WASHINGTON — The Justice Department filed suit Wednesday to block AT&T’s $39 billion deal to buy T-Mobile USA on grounds that it would raise prices for consumers.
The government contends that the acquisition of the No. 4 wireless carrier in the country by
No. 2 AT&T would reduce competition and that would lead to price increases.
At a news conference, Deputy Attorney General James Cole said the combination would result in “tens of millions of consumers all across the United States facing higher prices, fewer choices and lower-quality products for mobile wireless services.”
The lawsuit seeks to ensure that everyone can continue to receive the benefits of competition, Cole said.
AT&T said it would fight and ask for an expedited court hearing “so the enormous benefits of this merger can be fully reviewed.” The company said the government “has the burden of proving alleged anticompetitive effects, and we intend to vigorously contest this matter in court.”
Four nationwide providers –
Verizon, AT&T, T-Mobile and Sprint – account for more than
90 percent of mobile wireless connections.
T-Mobile has been an important source of competition, including through innovation and quality enhancements such as the roll-out of the first nationwide high-speed data network, according to Sharis Pozen, the acting chief of Justice’s antitrust division.
Mobile wireless telecom services play an increasing role in day-to-day communications, with more than 300 million smart phones, data cards, tablets and other mobile wireless devices in use.
Deutsche Telekom, the owner of T-Mobile, had no immediate comment.
The proposed cash-and-stock transaction would catapult AT&T past Verizon Wireless to become the nation’s largest wireless provider, and leave Sprint Nextel Corp. as a distant No. 3.
In a statement, Sprint said the Justice Department’s lawsuit “delivered a decisive victory for consumers, competition and our country. By filing suit to block AT&T’s proposed takeover of T-Mobile, the DOJ has put consumers’ interests first.”

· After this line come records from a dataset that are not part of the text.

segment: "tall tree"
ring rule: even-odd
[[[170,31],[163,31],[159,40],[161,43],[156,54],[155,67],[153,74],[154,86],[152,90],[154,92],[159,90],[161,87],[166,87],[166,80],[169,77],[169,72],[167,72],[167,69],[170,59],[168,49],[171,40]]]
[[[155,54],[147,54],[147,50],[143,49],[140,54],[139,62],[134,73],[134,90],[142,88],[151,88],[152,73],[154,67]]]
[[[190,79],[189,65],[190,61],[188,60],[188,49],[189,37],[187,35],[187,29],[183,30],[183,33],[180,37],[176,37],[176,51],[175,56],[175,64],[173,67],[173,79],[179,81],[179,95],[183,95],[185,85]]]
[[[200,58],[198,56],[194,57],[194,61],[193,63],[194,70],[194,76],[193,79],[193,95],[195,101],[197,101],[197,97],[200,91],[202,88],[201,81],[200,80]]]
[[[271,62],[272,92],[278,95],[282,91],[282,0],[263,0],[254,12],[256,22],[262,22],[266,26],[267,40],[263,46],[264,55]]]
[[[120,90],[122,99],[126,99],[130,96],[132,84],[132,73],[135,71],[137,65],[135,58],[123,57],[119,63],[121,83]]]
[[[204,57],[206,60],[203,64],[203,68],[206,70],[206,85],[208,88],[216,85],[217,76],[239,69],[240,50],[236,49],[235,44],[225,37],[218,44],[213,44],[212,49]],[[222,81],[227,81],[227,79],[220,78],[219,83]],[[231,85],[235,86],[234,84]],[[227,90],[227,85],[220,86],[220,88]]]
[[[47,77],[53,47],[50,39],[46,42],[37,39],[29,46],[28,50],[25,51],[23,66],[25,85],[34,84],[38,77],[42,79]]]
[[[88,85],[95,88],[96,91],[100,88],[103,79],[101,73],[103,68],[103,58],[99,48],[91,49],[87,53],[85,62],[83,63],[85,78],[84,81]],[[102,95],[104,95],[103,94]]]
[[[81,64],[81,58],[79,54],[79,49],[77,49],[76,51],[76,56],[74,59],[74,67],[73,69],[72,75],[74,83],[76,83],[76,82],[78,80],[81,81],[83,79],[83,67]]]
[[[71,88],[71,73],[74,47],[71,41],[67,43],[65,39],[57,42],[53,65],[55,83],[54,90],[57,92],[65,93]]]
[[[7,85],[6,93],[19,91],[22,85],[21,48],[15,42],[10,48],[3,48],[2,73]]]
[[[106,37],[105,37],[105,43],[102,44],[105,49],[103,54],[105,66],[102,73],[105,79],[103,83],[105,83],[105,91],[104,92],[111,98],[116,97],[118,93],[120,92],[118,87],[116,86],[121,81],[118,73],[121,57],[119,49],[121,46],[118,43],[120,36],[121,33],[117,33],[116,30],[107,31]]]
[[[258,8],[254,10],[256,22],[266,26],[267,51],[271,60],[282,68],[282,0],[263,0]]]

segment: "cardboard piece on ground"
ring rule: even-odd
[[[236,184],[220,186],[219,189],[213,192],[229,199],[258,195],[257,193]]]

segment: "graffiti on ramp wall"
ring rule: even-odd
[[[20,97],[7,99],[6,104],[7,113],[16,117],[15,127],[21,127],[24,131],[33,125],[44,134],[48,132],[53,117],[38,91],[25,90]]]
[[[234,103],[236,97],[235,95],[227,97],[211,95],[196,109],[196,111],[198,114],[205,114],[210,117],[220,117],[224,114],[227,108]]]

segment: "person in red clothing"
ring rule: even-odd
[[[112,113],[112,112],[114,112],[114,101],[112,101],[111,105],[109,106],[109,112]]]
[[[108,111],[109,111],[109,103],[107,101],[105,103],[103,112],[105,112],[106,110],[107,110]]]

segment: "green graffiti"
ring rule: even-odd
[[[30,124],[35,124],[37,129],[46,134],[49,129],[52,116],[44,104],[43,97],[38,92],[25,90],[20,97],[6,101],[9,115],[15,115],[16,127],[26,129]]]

AT&T and T-Mobile compete nationwide, in 97 of the largest 100 cellular marketing areas, according to the suit filed in U.S. District Court in Washington. They also vie for business and government customers.
The suit says AT&T’s acquisition of T-Mobile would eliminate a company that has been a competitor through low pricing and innovation. T-Mobile had the first handset using the Android operating system, Blackberry wireless e-mail, the Sidekick smart phone, national Wi-Fi “hotspot” access and a variety of unlimited service plans.
In support of its case, the Justice Department quoted an unidentified AT&T employee on a competitive issue – sophisticated wireless broadband devices that can provide high-speed data connections. The AT&T employee, said the lawsuit, noted that T-Mobile was first to have such devices in their portfolio and that “we added them in reaction to potential loss of speed claims.”
Federal Communications Commission chairman Julius Genachowski said the record before the FCC “raises serious concerns about the impact of the proposed transaction on competition.” The FCC’s separate review is not yet complete.
FCC member Michael Copps, a Democrat and a staunch opponent of industry consolidation, said he shares “the concerns about competition and have numerous other concerns about the public interest effects of the proposed transaction, including consumer choice and innovation.”
The suit used some of T-Mobile’s own documents describing its role in the market to oppose the merger. In those documents, the company calls itself “the No. 1 challenger of the established big guys in the market and as well positioned in a consolidated 4-player national market.”